Emotional Symptom Burden in Patients Following Heart Failure Hospitalization Discharge

a senior female patient sits and chats to a female doctor who we see from behind . She is listening to her symptoms
Investigators examined the determinants, details, and prognostic significance of heart failure symptom burden in hospitalized patients.

A prospective study found that many patients with heart failure (HF) experience clinically relevant emotional symptoms at discharge. These findings were published in ESC Heart Failure.

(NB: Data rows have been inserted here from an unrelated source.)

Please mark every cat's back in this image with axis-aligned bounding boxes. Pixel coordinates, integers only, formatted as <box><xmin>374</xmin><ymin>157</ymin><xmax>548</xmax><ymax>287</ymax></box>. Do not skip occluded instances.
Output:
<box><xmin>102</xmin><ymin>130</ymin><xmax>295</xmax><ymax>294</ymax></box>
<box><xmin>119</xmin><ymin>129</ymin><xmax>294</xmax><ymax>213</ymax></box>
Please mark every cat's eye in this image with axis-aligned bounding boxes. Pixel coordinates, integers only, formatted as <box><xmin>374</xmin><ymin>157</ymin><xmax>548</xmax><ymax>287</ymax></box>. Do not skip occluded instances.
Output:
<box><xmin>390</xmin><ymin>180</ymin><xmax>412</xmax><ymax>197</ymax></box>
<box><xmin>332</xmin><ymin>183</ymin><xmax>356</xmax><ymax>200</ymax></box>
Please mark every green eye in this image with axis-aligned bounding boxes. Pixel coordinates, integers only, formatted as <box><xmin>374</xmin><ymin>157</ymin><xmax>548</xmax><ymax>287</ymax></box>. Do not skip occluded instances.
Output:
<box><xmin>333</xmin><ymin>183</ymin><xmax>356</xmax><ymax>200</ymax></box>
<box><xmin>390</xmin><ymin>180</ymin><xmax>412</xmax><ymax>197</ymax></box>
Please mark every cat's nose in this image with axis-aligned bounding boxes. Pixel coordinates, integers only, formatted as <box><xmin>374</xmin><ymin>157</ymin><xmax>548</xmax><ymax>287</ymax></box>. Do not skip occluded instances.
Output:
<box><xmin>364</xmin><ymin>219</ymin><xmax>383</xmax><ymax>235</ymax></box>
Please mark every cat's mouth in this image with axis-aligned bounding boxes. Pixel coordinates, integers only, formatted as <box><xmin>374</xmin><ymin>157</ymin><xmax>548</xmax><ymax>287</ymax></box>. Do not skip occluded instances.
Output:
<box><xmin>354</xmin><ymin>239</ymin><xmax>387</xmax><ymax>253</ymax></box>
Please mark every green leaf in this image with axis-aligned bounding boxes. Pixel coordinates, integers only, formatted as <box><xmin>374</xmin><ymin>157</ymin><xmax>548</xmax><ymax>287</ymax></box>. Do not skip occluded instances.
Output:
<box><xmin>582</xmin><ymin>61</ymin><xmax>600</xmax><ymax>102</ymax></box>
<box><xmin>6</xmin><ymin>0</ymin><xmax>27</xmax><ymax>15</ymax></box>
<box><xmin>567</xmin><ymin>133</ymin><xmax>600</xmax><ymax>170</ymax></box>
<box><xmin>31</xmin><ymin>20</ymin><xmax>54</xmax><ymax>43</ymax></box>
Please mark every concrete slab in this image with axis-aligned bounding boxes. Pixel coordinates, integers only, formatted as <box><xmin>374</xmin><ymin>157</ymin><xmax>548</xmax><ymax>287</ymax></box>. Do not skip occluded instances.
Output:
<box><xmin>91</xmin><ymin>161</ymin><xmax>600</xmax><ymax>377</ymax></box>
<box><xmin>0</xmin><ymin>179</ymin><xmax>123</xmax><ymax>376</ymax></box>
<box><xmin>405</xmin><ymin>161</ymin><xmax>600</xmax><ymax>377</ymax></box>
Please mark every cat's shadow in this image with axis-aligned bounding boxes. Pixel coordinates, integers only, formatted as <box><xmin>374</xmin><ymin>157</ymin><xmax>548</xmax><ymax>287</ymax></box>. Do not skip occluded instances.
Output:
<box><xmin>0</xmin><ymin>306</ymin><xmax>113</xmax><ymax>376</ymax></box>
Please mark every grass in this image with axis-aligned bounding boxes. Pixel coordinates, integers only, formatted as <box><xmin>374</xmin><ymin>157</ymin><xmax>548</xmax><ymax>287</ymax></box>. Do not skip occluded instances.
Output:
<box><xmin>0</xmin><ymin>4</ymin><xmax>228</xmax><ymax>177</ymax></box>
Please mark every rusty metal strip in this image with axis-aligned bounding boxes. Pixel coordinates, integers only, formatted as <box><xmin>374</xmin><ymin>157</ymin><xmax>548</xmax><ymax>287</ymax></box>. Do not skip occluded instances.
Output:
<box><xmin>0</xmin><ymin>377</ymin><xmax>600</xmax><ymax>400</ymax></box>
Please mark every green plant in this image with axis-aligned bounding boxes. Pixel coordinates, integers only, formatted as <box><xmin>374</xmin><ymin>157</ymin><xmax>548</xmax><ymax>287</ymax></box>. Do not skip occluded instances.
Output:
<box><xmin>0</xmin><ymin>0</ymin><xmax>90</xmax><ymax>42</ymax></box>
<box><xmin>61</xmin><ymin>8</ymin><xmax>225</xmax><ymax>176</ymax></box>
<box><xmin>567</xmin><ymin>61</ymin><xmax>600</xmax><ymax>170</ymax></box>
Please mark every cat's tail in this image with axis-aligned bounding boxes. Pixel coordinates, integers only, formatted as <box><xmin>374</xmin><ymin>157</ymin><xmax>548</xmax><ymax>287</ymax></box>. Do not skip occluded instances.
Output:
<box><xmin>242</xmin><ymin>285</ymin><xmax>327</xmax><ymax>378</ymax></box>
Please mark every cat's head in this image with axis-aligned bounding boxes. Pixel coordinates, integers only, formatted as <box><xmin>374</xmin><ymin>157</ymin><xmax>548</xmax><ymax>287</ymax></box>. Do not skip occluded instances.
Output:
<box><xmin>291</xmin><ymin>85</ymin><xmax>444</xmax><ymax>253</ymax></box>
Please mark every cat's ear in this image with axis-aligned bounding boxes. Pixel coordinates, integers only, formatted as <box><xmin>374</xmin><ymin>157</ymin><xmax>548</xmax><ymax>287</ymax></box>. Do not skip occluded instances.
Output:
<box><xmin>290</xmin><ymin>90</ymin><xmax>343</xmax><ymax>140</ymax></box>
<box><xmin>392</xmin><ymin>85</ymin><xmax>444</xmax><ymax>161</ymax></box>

Patients (N=294) with a primary diagnosis of HF hospitalized at the National Organization Kyoto Medical Center in Japan between 2019 and 2021 were prospectively enrolled in a registry. For this study, patients were evaluated for symptom burden using the Integrated Palliative care Outcome Scale (IPOS) at admission and discharge.

Patients were aged mean 77.5±12.0 years, 57% were men, BMI was 24.6±5.5, and 42% had acute on chronic HF. Patients were evenly split between higher (³20 points; n=145) and lower (£19 points; n=149) IPOS scores.

Patients with higher IPOS scores were younger (P =.008); more had a history of depression (P =.029); used antidepression medication at admission (P =.041); and fewer used angiotensin-converting enzyme inhibitors, angiotensin receptor blockers, or angiotensin receptor neprilysin inhibitors at admission (P =.019).

During hospitalization, the IPOS score decreased from 19 points at admission to 13 points at discharge (P <.001). The top 5 symptoms at admission were shortness of breath, family anxiety, patient anxiety, weakness, and poor mobility. At discharge the most common symptoms were family anxiety, patient anxiety, depression, sharing feelings, and feeling at peace.

The symptom burden was observed to increase among nearly a third of patients (28%). The patients who worsened and improved in symptom burden had similar patient profiles, except patients who experienced worsening symptom burden were more likely to have chronic kidney disease (86% vs 74%; P =.041).

Despite the similar profile, patients with worsening burden were associated with a decreased event-free survival rate up to 500 days (P =.027), a higher cumulative incidence of mortality (23.9% vs 10.3%; P =.032), and an increased mortality risk (adjusted hazard ratio, 2.28; 95% CI, 1.02-5.09; P =.044).

The findings of this study may not be generalizable, as data were sourced from a single center.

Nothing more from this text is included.